1Q84 è un romanzo di Haruki Murakami pubblicato in Italia da Einaudi a partire dal 2011. Il romanzo, che copre un periodo temporale di 8 mesi, è stato diviso dalla casa editrice in due volumi: il primo volume comprende i primi due libri, aprile-settembre, ed il secondo volume riguarda solamente il terzo libro, ottobre-dicembre (questa divisione è stata, che io sappia, adottata solo in Italia: tutti gli altri Paesi hanno avuto un unico volume).

Come salta all’occhio da subito, il titolo richiama la famosa opera di George Orwell 1984specie visto che la lettera “q” in giapponese ha la stessa pronuncia del numero 9, kyuu. Si è quindi ritenuto fin da subito che il romanzo potesse essere in qualche modo un omaggio ad Orwell ed al suo Grande Fratello.

La lettura di questo romanzo è estremamente complicata. Io ho acquistato il primo volume, aprile-settembre, nel gennaio 2012, ed ho impiegato circa tre settimane per terminarlo, proprio per l’attenzione richiesta dai dettagli della trama. Il secondo volume, ottobre-dicembre, l’ho terminato qualche giorno fa dopo una settimana di lettura (mi era stato regalato ad aprile, ma ancora non avevo avuto la “mentalità adatta” per dedicarmici).

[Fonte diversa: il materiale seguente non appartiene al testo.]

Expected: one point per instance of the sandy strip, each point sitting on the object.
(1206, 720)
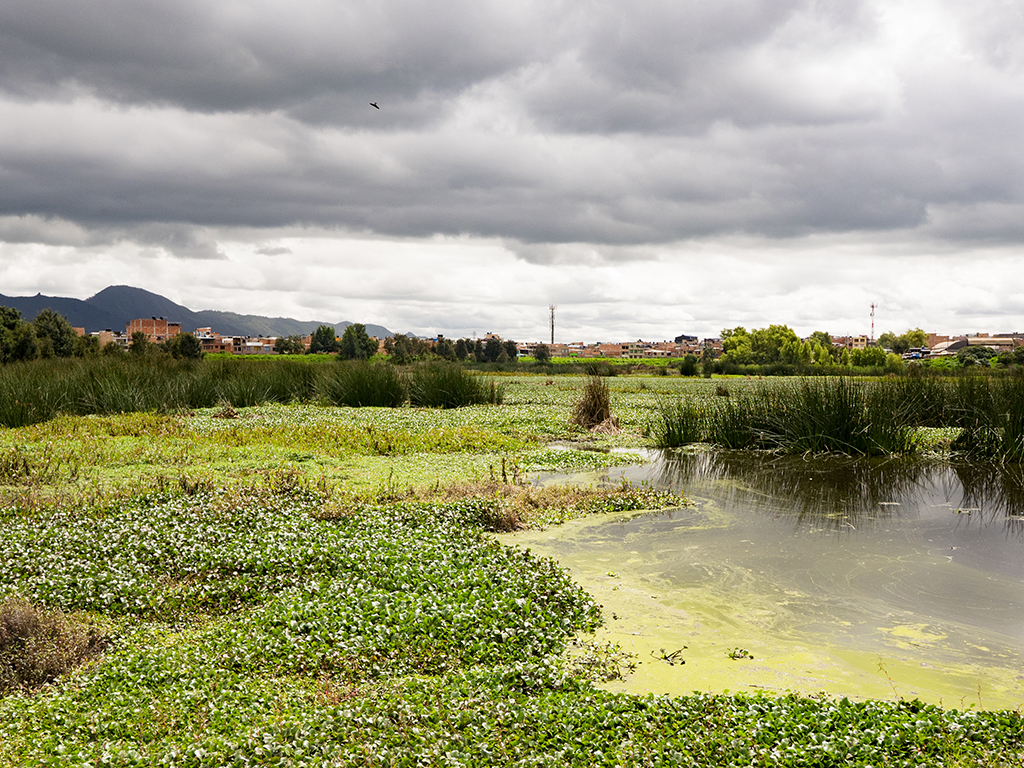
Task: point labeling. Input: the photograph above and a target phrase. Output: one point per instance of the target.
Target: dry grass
(37, 646)
(516, 506)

Una piccola premessa è necessaria: dopo aver letto il primo volume, sapendo che in America (e nel resto del mondo) era già stata diffusa l’ultima parte della storia, sono andata a leggere qualche recensione dell’opera completa. Ciò che ho letto è stato ciò che mi ha spinto, in buona parte, a non dedicarmi alla lettura in inglese, come normalmente faccio se non sono in grado di aspettare pubblicazioni in italiano; in sostanza, buona parte delle persone consigliava di fermarsi al libro 2 per evitare di rimanere delusi.

Un po’ perplessa e sicuramente non convinta, ho deciso allora di aspettare semplicemente lo svolgersi degli eventi: se il libro mi fosse stato regalato, l’avrei letto, altrimenti non lo sarei andato a cercare (normalmente, quando si tratta di libri, rispetto i patti con me stessa). Il destino ha voluto che un’amica di mia madre, alla quale avevo prestato il primo volume, decidesse di regalarmelo per il mio compleanno. Dopo un’iniziale felicità, se non altro per manie di collezionismo, l’ho infilato nella libreria vicino al suo gemello speculare e l’ho lasciato lì, aprendolo di tanto in tanto ma senza avere il coraggio di dedicarmici.

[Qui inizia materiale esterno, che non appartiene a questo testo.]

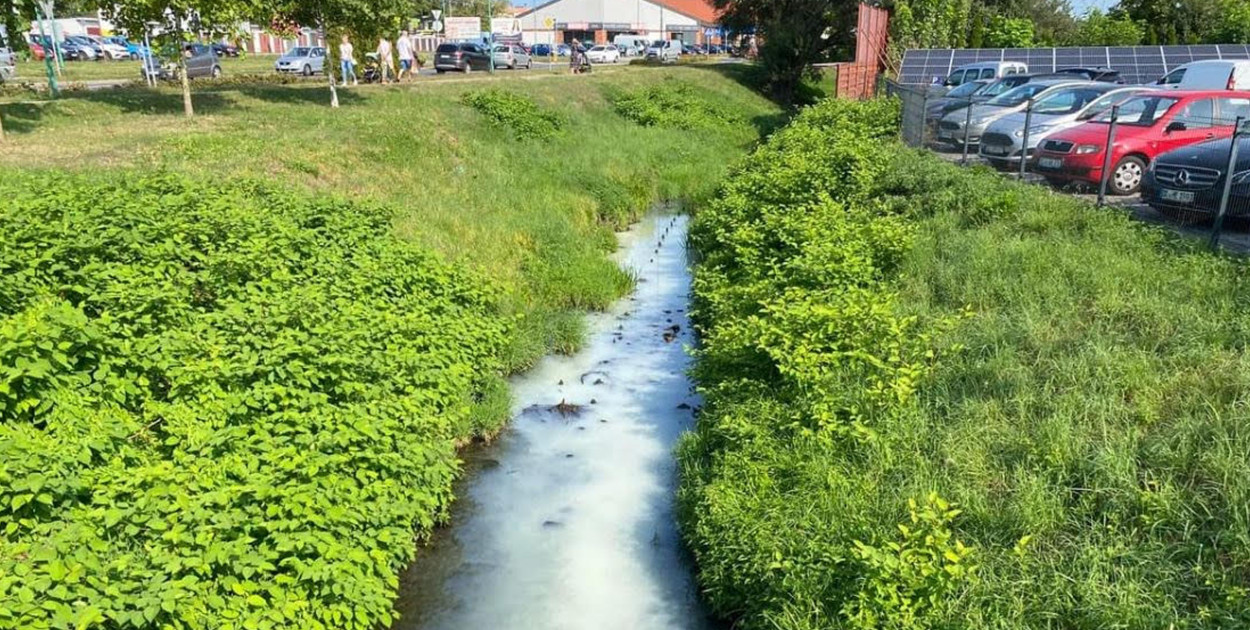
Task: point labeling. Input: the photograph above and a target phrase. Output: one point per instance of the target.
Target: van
(628, 44)
(1209, 75)
(983, 70)
(664, 50)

Passiamo ora alla recensione vera e propria, dopo quest’infinita premessa! 🙂

Come accennato sopra, il romanzo è molto complicato da seguire, sul serio: c’è una disarmante ricchezza di dettagli e particolari, un buon 80% dei quali superflui, che continuano a distogliere l’attenzione del lettore dai personaggi e dagli avvenimenti principali. La storia si dipana in una fittizia Tokyo nel 1984/1Q84, ed il filo narrativo è tenuto nei primi due libri dalle voci alternate dei due protagonisti, Aomame Masami e Kawana Tengo, ai quali nel terzo libro si aggiungerà la figura di Toshiharu Ushikawa.

Il tema principale della storia è l’amore fra i due protagonisti, un amore basato su pochi ricordi e frammenti di quando erano bambini. Il loro rincorrersi senza saperlo, e ritrovarsi vicini sempre inconsapevolmente, è terribilmente frustrante per chi legge: verrebbe voglia di iniziare a strillare “ma è lì a pochi metri da te, pezzo di cretino!” (ogni riferimento a fatti realmente avvenuti è da intendersi come puramente casuale). In realtà, oltre ad Aomame e Tengo, sembra quasi che ogni cosa nel romanzo sia imperniata attorno al bisogno di trovare qualcosa o qualcuno, di recuperare qualcosa di perso.

1Q84 contiene al suo interno un altro romanzo: La crisalide d’aria, che è probabilmente ciò che dà origine alla spirale di eventi avvenuti. Questo “romanzo nel romanzo”, molto ricorrente in letteratura, mette ancora più carne al fuoco, rendendo la possibilità di seguire la storia ancor più complicata.

Ricapitolando: la storia in sé mi è piaciuta molto, ma trovo che davvero si siano voluti introdurre troppi particolari. Non sarebbe giusto parlare di “troppi personaggi” perché alla fine sono sempre i soliti 4 gatti che si mescolano fra loro intrecciandosi, ma ad ognuno di essi si è voluto dare un vissuto troppo ampio, troppo particolareggiato, che quindi richiede un’attenzione fuori dal normale per essere compreso, con il risultato che, alla fine dei giochi, in testa rimane molto poco di ciò che si è letto.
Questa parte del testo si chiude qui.